One-month countdown for ‘end of the world’

A Mayan priest carries out a ritual at the Iximche archaeological site in Tecpan municipality, Chimaltenango department, 91 km west of Guatemala City, on November 15, 2012.  Ceremonies will be held here to celebrate the end of the Mayan cycle known as Bak’tun 13 and the start of the new Maya Era on December 21. AFP/JOHAN ORDONEZ

GUATEMALA CITY–From Mexico’s Maya Riviera to ancient sites in Guatemala, the region foresees a tourism bonanza from the fateful December 21 date in the Mayan calendar, but indigenous groups are fed up with the doomsday myth.

With one month to go before the end of the calendar’s 5,200-year cycle, tourists will find all-inclusive excursions and religious ceremonies in holy sites across Central America and Mexico.

It is also a chance to celebrate the contributions of the Mayan civilization to mankind, but indigenous groups have accused governments and businesses of profiting from Hollywood-inspired fiction about their culture.

“The world has been marked by a very peculiar interpretation given by Hollywood, without much knowledge about it,” Alvaro Pop, an indigenous leader in Guatemala, told Agence France-Presse.

“In Mayan culture, scholars never were prophets. That’s why there shouldn’t be interpretations based on supposed prophecies that don’t exist,” he said.

The US blockbuster “2012” depicted the Earth being swallowed by floods, earthquakes and volcanic eruptions, but the date in the Mayan calendar merely refers to the end of a cycle, not the end of the world.

Guatemala’s indigenous groups have prepared their own activities, separate from official celebrations, in five cities and six natural sites considered sacred to them. More than half of Guatemala’s population of nearly 15 million are from indigenous groups of Mayan descent.

But the end of the world tales mean brisk business for others.

Guatemala expects to greet two million foreign visitors in 2012, an eight percent increase from the previous year, according to the Guatemalan Tourism Institute.

Activities are planned in 13 archeological and tourism sites on December 20. And on December 21, President Otto Perez will attend a televised ceremony at the archeological site of Tikal, home to majestic pyramids.

In Mexico’s Yucatan peninsula, home to white sand beaches, the Cancun Hotels Association says 90 percent of rooms are booked for the second and third weeks of December, compared to 81 percent last year.

Conferences and ceremonies are planned at the El Tortuguero archeological site in the state of Tabasco, where the stone calendar that foresees the end of the current cycle was discovered.

The ancient site of Chichen Itza, with its 365-step pyramid, will play host on December 21 to an event dubbed “The End of the Long Count Mayan Calendar.”

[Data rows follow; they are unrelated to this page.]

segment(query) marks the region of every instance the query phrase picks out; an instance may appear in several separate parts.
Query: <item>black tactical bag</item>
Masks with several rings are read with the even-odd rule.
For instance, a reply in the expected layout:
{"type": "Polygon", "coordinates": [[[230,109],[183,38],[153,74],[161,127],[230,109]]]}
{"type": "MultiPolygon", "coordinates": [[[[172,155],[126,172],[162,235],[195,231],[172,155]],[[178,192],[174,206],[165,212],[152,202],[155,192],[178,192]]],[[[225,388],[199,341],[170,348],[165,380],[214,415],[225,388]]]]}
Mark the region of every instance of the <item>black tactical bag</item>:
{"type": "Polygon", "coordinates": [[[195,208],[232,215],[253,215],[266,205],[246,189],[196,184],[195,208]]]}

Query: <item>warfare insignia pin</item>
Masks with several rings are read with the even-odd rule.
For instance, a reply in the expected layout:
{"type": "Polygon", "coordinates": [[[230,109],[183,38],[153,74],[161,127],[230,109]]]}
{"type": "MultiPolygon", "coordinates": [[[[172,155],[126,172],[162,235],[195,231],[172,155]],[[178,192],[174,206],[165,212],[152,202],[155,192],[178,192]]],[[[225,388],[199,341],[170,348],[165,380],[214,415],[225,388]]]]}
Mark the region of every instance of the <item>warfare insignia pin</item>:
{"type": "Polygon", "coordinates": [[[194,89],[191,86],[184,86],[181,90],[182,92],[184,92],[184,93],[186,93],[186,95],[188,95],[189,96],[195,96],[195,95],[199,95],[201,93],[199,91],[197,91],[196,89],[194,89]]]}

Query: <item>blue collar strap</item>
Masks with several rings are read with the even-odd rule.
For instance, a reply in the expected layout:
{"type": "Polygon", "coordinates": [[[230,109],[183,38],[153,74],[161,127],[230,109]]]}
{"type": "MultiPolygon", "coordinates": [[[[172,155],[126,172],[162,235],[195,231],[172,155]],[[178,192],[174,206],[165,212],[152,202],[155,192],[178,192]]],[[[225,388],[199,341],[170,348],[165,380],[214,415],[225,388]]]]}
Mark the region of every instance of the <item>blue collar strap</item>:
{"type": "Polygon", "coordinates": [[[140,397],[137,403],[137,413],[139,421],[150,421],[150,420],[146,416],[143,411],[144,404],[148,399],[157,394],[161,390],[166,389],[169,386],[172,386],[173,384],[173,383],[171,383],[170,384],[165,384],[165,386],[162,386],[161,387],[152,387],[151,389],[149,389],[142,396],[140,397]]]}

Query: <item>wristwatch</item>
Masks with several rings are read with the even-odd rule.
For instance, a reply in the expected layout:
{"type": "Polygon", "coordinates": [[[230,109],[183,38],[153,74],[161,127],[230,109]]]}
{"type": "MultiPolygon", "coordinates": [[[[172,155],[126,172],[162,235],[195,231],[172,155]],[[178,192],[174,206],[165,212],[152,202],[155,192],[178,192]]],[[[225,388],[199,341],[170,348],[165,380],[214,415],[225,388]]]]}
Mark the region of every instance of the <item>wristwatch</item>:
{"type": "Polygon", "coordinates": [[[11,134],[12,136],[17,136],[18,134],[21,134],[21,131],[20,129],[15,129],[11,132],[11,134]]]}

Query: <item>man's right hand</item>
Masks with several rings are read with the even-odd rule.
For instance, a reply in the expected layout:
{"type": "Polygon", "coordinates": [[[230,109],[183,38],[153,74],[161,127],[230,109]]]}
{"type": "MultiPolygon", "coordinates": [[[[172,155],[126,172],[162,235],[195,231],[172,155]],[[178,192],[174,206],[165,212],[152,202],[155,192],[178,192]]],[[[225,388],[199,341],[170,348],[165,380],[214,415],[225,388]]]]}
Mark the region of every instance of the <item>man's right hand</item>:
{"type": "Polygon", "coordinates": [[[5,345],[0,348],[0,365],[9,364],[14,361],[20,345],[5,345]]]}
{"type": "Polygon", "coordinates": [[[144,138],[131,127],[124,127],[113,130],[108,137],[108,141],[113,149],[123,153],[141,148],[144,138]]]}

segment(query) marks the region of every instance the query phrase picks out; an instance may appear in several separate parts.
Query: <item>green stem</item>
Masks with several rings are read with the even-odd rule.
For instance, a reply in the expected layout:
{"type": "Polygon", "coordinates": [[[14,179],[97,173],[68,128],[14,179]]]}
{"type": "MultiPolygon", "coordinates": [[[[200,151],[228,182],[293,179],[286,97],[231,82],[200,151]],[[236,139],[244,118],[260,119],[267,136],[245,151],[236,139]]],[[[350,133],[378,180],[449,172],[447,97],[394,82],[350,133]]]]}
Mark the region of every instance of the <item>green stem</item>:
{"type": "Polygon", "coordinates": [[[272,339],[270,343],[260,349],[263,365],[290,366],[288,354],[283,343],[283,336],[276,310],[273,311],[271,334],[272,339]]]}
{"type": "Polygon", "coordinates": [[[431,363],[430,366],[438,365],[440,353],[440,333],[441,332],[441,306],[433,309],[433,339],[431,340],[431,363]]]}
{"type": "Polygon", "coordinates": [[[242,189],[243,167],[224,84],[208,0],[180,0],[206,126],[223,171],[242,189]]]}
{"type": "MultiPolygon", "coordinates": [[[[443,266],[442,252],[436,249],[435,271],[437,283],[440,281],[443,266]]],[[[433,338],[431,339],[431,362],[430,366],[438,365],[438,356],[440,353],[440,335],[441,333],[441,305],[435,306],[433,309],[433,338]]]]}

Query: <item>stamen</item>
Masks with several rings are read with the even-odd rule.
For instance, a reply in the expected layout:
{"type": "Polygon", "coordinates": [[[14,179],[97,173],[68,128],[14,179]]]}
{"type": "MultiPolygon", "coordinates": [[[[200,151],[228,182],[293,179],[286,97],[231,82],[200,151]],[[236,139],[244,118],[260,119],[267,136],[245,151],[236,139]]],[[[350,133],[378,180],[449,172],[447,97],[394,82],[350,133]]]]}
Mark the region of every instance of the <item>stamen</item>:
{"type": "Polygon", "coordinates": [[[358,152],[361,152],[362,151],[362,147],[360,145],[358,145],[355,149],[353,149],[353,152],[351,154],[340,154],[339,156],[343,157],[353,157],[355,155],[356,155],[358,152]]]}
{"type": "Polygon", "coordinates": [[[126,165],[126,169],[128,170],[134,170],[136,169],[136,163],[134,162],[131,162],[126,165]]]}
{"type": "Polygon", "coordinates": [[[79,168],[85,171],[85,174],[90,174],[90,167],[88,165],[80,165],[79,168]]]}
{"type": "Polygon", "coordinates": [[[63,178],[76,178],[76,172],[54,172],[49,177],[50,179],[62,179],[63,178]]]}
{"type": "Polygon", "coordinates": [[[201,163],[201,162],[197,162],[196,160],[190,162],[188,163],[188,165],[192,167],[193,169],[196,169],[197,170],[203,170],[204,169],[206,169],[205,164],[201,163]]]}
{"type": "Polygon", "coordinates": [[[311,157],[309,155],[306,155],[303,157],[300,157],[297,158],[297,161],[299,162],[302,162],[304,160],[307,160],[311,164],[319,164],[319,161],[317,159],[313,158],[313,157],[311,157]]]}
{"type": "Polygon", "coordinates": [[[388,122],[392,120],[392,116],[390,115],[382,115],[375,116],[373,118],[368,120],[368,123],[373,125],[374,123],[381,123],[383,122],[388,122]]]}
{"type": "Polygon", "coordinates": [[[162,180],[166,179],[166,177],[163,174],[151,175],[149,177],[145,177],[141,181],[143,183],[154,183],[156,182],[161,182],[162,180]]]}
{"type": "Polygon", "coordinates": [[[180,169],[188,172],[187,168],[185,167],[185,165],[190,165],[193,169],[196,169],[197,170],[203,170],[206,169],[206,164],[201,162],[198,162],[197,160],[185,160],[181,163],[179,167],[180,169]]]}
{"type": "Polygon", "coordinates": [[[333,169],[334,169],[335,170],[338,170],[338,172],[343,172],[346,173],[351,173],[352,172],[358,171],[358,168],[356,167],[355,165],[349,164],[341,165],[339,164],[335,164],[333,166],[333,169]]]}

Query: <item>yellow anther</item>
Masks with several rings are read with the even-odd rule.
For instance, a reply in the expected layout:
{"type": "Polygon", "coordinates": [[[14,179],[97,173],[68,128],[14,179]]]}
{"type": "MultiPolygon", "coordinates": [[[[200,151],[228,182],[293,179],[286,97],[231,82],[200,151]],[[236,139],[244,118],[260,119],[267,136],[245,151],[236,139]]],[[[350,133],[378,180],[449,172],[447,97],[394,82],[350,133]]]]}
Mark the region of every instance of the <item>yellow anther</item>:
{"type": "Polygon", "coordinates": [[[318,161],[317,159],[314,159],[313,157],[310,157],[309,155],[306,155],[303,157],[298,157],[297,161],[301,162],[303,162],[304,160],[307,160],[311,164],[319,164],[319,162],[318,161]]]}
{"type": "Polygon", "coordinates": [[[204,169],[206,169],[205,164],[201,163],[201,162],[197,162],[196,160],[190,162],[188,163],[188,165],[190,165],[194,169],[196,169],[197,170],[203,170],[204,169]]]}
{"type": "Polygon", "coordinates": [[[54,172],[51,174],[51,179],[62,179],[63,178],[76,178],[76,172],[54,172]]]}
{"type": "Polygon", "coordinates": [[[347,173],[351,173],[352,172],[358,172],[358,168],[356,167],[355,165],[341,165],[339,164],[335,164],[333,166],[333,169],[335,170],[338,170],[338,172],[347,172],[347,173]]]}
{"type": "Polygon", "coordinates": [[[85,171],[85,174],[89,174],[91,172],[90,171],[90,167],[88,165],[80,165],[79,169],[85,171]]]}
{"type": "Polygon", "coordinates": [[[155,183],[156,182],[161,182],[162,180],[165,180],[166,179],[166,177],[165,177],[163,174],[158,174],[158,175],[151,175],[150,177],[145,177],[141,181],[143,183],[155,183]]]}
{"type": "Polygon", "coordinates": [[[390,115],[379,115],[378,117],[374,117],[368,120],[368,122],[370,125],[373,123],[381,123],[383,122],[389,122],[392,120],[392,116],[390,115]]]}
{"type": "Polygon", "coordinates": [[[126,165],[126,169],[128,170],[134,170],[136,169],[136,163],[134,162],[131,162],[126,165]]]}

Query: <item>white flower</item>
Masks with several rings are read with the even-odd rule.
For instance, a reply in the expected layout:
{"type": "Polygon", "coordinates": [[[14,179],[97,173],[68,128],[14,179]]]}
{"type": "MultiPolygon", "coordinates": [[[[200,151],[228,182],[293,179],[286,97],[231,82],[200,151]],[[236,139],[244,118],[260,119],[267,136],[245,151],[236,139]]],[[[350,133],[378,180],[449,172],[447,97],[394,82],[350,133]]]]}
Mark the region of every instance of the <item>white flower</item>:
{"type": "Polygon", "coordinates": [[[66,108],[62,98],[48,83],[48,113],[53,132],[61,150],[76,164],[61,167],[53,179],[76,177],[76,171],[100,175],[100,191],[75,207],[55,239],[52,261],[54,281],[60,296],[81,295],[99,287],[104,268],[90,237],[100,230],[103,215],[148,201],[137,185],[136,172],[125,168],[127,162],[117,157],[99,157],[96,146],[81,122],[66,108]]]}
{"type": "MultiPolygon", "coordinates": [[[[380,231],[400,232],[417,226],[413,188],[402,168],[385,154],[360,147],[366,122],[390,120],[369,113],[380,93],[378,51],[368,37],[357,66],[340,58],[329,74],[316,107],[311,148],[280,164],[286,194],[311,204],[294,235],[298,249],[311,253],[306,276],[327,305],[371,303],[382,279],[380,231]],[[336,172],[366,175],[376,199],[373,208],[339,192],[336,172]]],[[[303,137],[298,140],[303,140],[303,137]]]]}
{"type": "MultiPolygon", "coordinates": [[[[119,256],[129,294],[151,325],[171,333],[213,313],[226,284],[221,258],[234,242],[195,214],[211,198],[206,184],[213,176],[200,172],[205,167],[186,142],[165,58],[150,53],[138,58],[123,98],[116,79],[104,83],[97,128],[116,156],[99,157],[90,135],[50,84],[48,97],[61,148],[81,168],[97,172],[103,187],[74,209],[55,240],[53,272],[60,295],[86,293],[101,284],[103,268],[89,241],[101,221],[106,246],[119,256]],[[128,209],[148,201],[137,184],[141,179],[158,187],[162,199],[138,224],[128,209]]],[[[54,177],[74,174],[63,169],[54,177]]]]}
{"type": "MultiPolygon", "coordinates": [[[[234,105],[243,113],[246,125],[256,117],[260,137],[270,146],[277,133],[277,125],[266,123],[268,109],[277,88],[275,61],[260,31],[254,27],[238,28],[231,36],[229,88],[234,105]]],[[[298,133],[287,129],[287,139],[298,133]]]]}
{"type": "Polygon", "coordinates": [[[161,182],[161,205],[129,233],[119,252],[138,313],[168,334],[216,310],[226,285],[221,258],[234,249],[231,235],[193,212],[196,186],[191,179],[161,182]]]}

A ceremony will also be held that day in Copan, the main Maya site in Honduras, with the country’s President Profirio Lobo in attendance.

But an attempt by the Chorti ethnic group to recreate an ancient Mayan ball game as part of the festivities has failed.

In neighboring El Salvador, Tourism Minister Jose Napoleon Duarte told AFP that a light show and a “night of contact with the stars” are planned in the El Tazumal and Joya de Ceren sites in the west of the country.

The December date represents the end of a cycle in the Mayan long count calendar that begins in the year 3114 before Christ.

It is the completion of 5,200 years counted in 13 baak t’uunes, a unit of time. One baak t’uune is equivalent to 144,000 days, or roughly 400 years.

The Mayan culture enjoyed a golden age between 250 AD and 900 AD before its steady decline and the arrival of Spanish conquistadores in the 16th century.